Employment was often insecure; the NHS had yet to be created. Christopher now works in the Efficiency Department (the Fish In The Sea Department as Pooh calls it) for high end luggage company Winslow Luggage. He points out to his boss, who’s demanding 20% cuts, that their employees were promised secure jobs on their return from the war.
Christopher Robin (Robin is his surname) has come back from WW2 to meet the daughter he has never seen. Like many middle class women, after working through the war in “men’s jobs”, Evelyn (Hayley Attwell, a study in warm mothering and chilly anger) now finds herself a housewife.
The war wasn’t the first time her husband had been sent away.
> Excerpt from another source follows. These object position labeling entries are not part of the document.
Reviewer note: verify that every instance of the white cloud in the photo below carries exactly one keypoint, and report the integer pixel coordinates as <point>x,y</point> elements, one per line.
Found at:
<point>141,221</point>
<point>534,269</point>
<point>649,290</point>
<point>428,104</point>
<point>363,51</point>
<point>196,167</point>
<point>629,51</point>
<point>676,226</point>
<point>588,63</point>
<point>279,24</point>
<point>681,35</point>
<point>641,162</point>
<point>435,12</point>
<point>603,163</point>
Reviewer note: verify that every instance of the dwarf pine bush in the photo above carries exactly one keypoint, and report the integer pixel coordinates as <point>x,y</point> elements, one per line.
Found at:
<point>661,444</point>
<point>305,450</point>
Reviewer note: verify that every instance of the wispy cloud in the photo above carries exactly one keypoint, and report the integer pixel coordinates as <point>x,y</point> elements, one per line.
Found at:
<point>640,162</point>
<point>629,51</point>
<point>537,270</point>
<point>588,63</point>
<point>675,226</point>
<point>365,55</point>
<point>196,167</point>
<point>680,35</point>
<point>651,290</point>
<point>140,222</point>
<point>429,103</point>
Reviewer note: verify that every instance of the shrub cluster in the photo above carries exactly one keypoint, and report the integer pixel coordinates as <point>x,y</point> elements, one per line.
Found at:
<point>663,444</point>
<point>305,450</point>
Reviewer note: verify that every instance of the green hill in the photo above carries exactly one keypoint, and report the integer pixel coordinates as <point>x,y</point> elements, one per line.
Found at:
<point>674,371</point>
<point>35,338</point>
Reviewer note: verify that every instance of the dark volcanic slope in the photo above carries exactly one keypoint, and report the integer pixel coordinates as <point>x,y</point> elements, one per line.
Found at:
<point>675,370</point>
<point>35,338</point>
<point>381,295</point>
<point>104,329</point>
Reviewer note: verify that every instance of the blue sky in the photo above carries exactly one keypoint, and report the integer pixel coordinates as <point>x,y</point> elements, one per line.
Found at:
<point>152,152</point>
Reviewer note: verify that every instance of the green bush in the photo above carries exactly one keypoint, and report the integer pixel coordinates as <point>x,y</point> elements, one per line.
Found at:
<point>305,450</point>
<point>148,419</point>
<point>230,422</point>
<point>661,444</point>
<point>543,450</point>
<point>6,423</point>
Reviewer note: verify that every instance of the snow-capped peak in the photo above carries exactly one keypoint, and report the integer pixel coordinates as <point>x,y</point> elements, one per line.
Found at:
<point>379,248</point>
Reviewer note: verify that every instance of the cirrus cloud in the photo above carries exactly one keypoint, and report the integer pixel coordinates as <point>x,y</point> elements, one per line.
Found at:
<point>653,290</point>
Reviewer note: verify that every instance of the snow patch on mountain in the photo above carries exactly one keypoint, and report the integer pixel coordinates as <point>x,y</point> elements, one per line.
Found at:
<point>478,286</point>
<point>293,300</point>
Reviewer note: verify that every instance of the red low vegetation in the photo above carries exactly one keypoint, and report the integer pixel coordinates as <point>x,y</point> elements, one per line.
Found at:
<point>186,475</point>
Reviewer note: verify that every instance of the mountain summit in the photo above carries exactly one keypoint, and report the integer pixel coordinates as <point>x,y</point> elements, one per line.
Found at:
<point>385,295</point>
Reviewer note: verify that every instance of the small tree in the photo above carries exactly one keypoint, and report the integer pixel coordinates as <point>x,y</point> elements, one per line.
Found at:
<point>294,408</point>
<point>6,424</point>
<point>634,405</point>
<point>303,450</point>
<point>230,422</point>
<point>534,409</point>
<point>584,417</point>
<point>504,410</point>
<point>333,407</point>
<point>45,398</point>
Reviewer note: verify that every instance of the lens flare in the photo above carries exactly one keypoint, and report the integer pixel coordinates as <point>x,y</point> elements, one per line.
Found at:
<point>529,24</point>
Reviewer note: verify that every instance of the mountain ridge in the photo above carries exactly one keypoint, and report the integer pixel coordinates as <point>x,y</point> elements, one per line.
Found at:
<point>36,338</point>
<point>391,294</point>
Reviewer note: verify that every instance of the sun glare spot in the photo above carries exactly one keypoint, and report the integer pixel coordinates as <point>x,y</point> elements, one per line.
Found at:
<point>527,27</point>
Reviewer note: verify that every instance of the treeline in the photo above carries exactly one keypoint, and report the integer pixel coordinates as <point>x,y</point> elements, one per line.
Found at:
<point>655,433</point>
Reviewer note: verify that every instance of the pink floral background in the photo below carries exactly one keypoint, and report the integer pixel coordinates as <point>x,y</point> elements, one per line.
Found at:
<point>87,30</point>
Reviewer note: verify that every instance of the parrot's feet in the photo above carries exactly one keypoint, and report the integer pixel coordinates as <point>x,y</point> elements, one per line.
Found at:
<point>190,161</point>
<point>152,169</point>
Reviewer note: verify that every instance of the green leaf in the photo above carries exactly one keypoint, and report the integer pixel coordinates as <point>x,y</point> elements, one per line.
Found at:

The scene when his mother and father drop him off at boarding school, not even waiting until he’s gone inside before driving away, is heartbreaking.
It’s a path of life Christopher Robin accepts. But with his boss wanting the cuts planned out by Monday, he has to stay and work while Evelyn and Maddie (Bronte Carmichael) head to the cottage without him. It’s while sitting in the garden square (non-Brits, living in a grand London square you get a key for the shared garden, semi-mythical places of peace and tranquility away from the great unwashed) when who should appear from a door in a tree but Pooh (Jim Cummings), his childhood friend.
Christopher may be delighted to see him but he’s also rather put out. Another weekend would have been so much better, surely?
Even once he’s back in the Hundred Acre Wood (deliciously magical and drenched in mist) as soon as he’s reunited Pooh with Tigger, Eeyore, Piglet, Kanga and the rest of his missing friends he’s desperate to rush back to London for his meeting, trying in vain to hide from his wife and daughter as he creeps past the cottage.
Christopher Robin has a lot to recommend it. The animals are well-realised, though I’ll admit to championing old misery-guts Eeyore. What can I say, every time he appeared I started humming under my breath “hello darkness my old friend…” He always has the last word and it’s usually a bleakly funny one. If anyone could be the new darling of indie cinema it’s Eeyore, so someone please give him his own film.
Pooh has passive aggression down to a fine art. His old friend Christopher has hardly thought of them in years: “we think about you every day” retaliates the bear, mournfully.
The 1940s settings are beautifully done. I loved the stations and the trains – always busy and bustling, yet with enough carriages for one per person.
Christopher Robin is and isn’t a children’s film. The early scenes of family angst were, unsurprisingly, lost on my 6 year old. (He’s also not a good enough reader to understand the text on the animated original drawings. So if you’re watching this on the big screen and a parent or older sibling is reading them out, no ssshhh-ing.)
Once the animals appeared, my boys loved it, with Tigger a particular favourite. And my youngest thought Eyeore’s stoic approach to his doom, drifting along a stream towards a waterfall, was hilarious – especially when Christopher Robin jumped in to discover the water was a few inches deep and the hapless donkey merely approaching a tiny weir.
The return to London – Maddie running away to the capital with the animals, her mother in pursuit, and Christopher Robin finding a solution to the cuts that helps both company and employees – is firmly in family film territory.
McGregor makes the most of an alternately brittle and gooey script. He’s rather good as a man who may claim to want more family time but because of his upbringing finds the arms-length friendship of colleagues less work. (Though I was often distracted by his extraordinarily perfect teeth, which don’t look like they’ve ever been near a pot of enamel-destroying honey.)
“Doing nothing leads to the very best of something” says Pooh. So take time out, play pooh sticks under a bridge with your loved ones, and hopefully the mortgage will pay itself.